A travers des péripéties les plus incongrues, il faut se laisser embarquer dans cette quête, ce qui n'est pas difficile, tant Murakami possède la science du suspense, et ne pas renâcler devant une pluie de sangsues ou une pierre qui parle et accepter avec évidence comme le font les personnages les fantômes ou un esprit qui peut s'incarner dans une icône de la société de consommation Si les situations cocasses ne manquent pas, ni les tristes, parfois cruels, parfois humoristiques, elles sont toujours émouvantes.

 

Comme à mon avis pour tout grand livre, le vrai sujet de Kafka sur le rivage est le temps, je l'ai déjà écrit ici et là ou plus exactement sa perception donc peu ou prou la mémoire, c'est en cela que paradoxalement on peut le qualifier de proustien (les japonais sont grands lecteurs du divin Marcel). Dans le magazine littéraire 517 de mars 2012 Michel de Boissieu en tire une conclusion périlleuse mais séduisante: << Kafka Tamura est incapable de donner un sens à son expérience en se la rappelant... Il ne peut trouver les mots pour critiquer ou se révolter et cette paralysie de la pensée s'étend du narrateur au lecteur. Dans ces conditions « Kafka sur le rivage » devient un récit assassin de la mémoire qui reproduit la machine à exécuter d' « A la colonie pénitentiaire » (cité dans le roman) de Kafka.>>.

Le roman contient cette phrase: << Ce que l'on nomme surnaturel n'est autre que les ténèbres de notre propre esprit. >>, que l'on pourrait mettre en exergue de l'oeuvre de Murakami.

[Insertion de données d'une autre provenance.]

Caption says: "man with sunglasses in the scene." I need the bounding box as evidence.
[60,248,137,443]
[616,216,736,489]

Au fil des page de son roman que l'on peut qualifier de déraisonnable,, Murakami, par petites touches suggère qu'il y a plusieurs mondes parallèles qui parfois communiquent et que tout est en relation, les hommes, la nature, le cosmos l'univers des rêves...

 

Nota:

-1 On lira avec profit la critique d'Argoul à cette adresse: http://argoul.com/2011/12/14/haruki-murakami-kafka-sur-le-rivage/

-2 Robert Sandoz a adapté le roman pour le théâtre (si quelqu'un connait une captation de cette pièce, je serais très intéressé de la voir) a communiqué quelques notes de lecture qui relève d'une interprétation originale auxquelles j'adhère globalement: << Quelle violence et quelle douceur entremêlées. Rendre cette impression d’optimisme et de pessimisme conjugués. », « Il n’y a ni jugement ni thèse psychologique. Il y a lutte pour ou contre son destin. Freud est à bannir de cet OEdipe .», « Il n’y a pas de frontière entre réel et imaginaire, tout est perméable. Il faudra recréer ce monde pour le spectateur, un monde où tout arrive, car les forces, dieux, esprits, ou ce que l’on veut, nous entourent et nous parlent en prenant l’apparence d’un logo, ou d’un arbre ». « Murakami nous fait oublier la frontière entre le bien et le mal. Ce qui arrive arrive. ». Pour en savoir plus sur cette adaptation: http://www.theatre-contemporain.net/spectacles/Kafka-sur-le-rivage/

-3 Vous pouvez écouter la mise en ondes (que je ne trouve pas complètement convaincante ) du début du livre qu'en a fait France-Culture en cliquant sur la flèche ci-dessous.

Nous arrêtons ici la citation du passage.